Lecture 8 - Linear Functionals

Let $V$ be an finite-dimensional inner product space. If $v \in V$ is fixed, then;

⟨ \cdot, v ⟩ \in L (V, F) = V^{'}

It's a fact then that every linear functional is equal to $⟨ \cdot, v ⟩$ for some vector $v$ . If you give me a linear function $φ$ then I can give you a vector $v$ such that:

φ (u) = ⟨ u, v ⟩

This is the Risz Representation Theorem:

Riesz Representation Theorem

Suppose $V$ is finite-dimensional and $φ$ is a linear functional on $V$ . Then there is a unique vector $u \in V$ such that:
$φ (v) = ⟨ v, u ⟩$
for every $v \in V$ .

The proof is seen via Chapter 6 (cont.) - Finishing Inner Product Spaces#^dff70d.

Here, the association is the idea that $φ$ is a map from $V$ to $V^{'}$ :

Here: $φ_{V} : V \to V^{'}$ , where:

φ_{V} (v_{1} + v_{2}) = ⟨ \cdot, v_{1} ⟩ + ⟨ \cdot, v_{2} ⟩ = φ_{V} (v_{1}) + φ_{V} (v_{2})

So additivity holds. Homogeneity is and interesting story:

φ_{V} (α v) = ⟨ \cdot, α v ⟩ = \overset{―}{α} φ_{V} (v)

Notice that the $α$ is the conjugate, hence $φ_{V}$ is a conjugate linear map. If you are working with a real vector space, then $φ_{V}$ is an isomorphism (so $V ≃ V^{'}$ ), but in the complex vector spaces then it's not necessarily the case.

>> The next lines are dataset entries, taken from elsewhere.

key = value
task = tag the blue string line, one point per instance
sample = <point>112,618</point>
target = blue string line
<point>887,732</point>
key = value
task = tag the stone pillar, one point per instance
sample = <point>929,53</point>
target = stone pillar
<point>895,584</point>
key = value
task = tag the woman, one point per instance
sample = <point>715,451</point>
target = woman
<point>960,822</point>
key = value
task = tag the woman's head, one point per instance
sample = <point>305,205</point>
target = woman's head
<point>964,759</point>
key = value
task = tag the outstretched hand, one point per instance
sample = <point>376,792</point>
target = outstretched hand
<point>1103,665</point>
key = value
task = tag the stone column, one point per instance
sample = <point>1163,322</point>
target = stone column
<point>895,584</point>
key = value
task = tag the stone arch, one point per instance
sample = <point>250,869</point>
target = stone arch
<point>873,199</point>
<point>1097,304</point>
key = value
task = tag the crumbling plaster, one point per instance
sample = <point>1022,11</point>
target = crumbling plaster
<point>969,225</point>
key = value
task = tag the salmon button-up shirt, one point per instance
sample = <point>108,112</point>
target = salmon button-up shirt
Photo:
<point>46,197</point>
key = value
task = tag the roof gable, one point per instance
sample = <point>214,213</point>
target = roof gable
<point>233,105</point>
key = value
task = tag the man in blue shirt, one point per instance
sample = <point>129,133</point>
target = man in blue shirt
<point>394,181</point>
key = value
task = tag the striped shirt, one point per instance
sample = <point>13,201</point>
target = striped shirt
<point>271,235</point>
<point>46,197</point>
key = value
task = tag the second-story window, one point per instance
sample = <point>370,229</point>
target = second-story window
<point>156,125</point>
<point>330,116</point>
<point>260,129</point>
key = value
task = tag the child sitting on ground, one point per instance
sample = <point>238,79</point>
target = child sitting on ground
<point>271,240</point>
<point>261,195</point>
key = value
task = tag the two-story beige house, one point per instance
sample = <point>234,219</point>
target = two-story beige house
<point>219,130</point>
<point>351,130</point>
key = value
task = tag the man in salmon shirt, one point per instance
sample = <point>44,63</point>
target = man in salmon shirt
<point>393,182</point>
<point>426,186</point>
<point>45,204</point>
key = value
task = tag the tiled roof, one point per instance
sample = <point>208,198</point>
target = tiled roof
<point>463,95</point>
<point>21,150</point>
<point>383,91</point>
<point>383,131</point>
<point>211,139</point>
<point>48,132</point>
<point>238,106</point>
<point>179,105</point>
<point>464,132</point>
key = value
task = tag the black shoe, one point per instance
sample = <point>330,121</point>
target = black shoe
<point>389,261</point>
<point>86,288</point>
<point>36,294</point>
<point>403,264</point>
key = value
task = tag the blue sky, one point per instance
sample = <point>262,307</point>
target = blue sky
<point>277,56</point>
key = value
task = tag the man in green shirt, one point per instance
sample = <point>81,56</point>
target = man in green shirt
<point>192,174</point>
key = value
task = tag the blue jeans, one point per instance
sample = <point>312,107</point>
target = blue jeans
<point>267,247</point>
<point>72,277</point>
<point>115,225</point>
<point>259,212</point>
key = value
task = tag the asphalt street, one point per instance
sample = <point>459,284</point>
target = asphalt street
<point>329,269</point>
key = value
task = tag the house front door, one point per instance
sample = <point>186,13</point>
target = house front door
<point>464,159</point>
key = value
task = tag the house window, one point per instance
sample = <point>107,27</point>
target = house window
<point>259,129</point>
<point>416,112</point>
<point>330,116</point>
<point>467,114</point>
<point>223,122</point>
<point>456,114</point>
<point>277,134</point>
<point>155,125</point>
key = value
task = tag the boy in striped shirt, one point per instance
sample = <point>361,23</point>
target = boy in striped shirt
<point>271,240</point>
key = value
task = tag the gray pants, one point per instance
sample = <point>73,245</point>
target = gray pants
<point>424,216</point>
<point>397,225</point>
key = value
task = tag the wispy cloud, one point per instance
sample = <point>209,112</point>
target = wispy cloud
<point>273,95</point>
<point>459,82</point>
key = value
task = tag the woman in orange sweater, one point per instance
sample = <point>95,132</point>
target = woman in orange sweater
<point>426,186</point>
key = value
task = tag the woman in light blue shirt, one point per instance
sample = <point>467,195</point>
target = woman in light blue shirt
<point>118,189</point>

More in Depth Look at Finite-Dimensional Inner Product Spaces

We now on will restrict entirely to finite-dimensional inner product spaces. Every vector space you see from here on will be finite-dimensional, even if not explicitly stated.

Recall the Riesz Representation Theorem:

Riesz Representation Theorem

Suppose $V$ is finite-dimensional and $φ$ is a linear functional on $V$ . Then there is a unique vector $u \in V$ such that:
$φ (v) = ⟨ v, u ⟩$
for every $v \in V$ .

So if you give me $T \in L (V, W)$ , and some vector $w \in W$ ,

We're going to consider $φ \in V^{'}$ defined:

φ (v) = ⟨ T v, w ⟩

this is a linear functional on $V$ , so then by the Riesz, then:

φ (v) = ⟨ T v, w ⟩ = ⟨ v, \underset{some vector in V}{\underset{⏟}{_}} ⟩

it seems that this will depend on $T$ and $w$ . Let's, for the sake of time, call it $T^{*} (w)$ . We'll show that $T^{*}$ is a linear map, but we'll get to that.

adjoint

The adjoint of $T \in L (V, W)$ is the function $T^{*} : W \to V$ satisffying:

⟨ T v, w ⟩ = ⟨ v, T^{*} w ⟩

for all $v \in V, w \in W$ .

Let's see what this adjoint look like in an example. Define $T : R^{2} \to R^{4}$ be defined by:

T (x_{1}, x_{2}) = (x_{1}, x_{2}, x_{1} + x_{2}, x_{1} - x_{2})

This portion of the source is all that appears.